An old supporter of yours has recently passed on, leaving a quite sizeable plot of land to you in his will - but only under a rather unusual condition: that the site be developed into a colosseum for hosting gladiatorial fights and other bloody spectacles.
The Debate
1. "Yes, yes!" cries Tobias Dubois, waving a wooden sword enthusiastically. "You've gotta do this, man! Gladiator fights are like the ultimate in spectator sports! And it doesn't just have to be people! We could pit man against Red Falcon! Blade against claw! Nothing to their names but their wits and their stamina! You'd have to pay people a lot to risk their lives doing this but I bet you'd earn a whole lot more from merchandise and wagers and stuff!"

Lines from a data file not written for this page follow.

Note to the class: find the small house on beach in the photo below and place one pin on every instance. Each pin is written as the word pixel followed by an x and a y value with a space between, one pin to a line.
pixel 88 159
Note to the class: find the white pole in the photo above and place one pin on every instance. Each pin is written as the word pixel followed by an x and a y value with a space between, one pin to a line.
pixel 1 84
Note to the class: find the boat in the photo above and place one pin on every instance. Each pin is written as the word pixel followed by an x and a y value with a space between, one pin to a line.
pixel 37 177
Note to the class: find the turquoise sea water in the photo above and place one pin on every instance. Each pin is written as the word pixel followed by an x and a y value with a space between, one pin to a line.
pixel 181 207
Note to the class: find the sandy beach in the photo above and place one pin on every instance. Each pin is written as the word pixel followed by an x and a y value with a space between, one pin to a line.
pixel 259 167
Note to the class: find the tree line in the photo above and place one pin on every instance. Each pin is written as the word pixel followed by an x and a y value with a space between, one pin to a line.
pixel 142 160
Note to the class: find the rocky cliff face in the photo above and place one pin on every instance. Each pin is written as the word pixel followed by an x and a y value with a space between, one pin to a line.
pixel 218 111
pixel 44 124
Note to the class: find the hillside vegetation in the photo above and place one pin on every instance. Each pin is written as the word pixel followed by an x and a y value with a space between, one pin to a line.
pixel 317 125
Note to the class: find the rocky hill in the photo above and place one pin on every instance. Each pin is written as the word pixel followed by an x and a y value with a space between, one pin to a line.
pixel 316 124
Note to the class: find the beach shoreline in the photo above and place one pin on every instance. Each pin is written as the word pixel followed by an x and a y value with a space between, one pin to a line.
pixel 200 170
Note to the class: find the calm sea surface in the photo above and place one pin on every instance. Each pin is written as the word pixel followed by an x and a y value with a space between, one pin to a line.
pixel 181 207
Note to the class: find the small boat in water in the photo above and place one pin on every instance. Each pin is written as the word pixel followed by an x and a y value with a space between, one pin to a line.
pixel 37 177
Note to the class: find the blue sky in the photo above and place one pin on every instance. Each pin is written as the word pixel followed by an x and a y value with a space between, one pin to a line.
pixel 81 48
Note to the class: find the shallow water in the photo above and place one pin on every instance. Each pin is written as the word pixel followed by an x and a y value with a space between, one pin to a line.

2. "That's just sick," says Stan Silk, president of the Kill Violence Now Association. "I don't believe you'd find anyone willing to watch actual people tearing each other apart. It's savage and horrible! It's even worse than boxing! Violent sports should be outlawed for the sake of this country's moral integrity. I'm sorry, I've got to go - I'm ashamed you're even considering this."
3. "Actually, we could use this to our advantage," whispers Chief of Police, Virginia Smith. "Why not just force convicted criminals to fight for the amusement of the public? They'll be paying for their crimes, contributing to society, and totally freeing us of having to build jails to throw their useless hides in!"
Does anyone know what these issues cause? I'm thinking of doing 1 or 3 specifically, but not sure of the effects.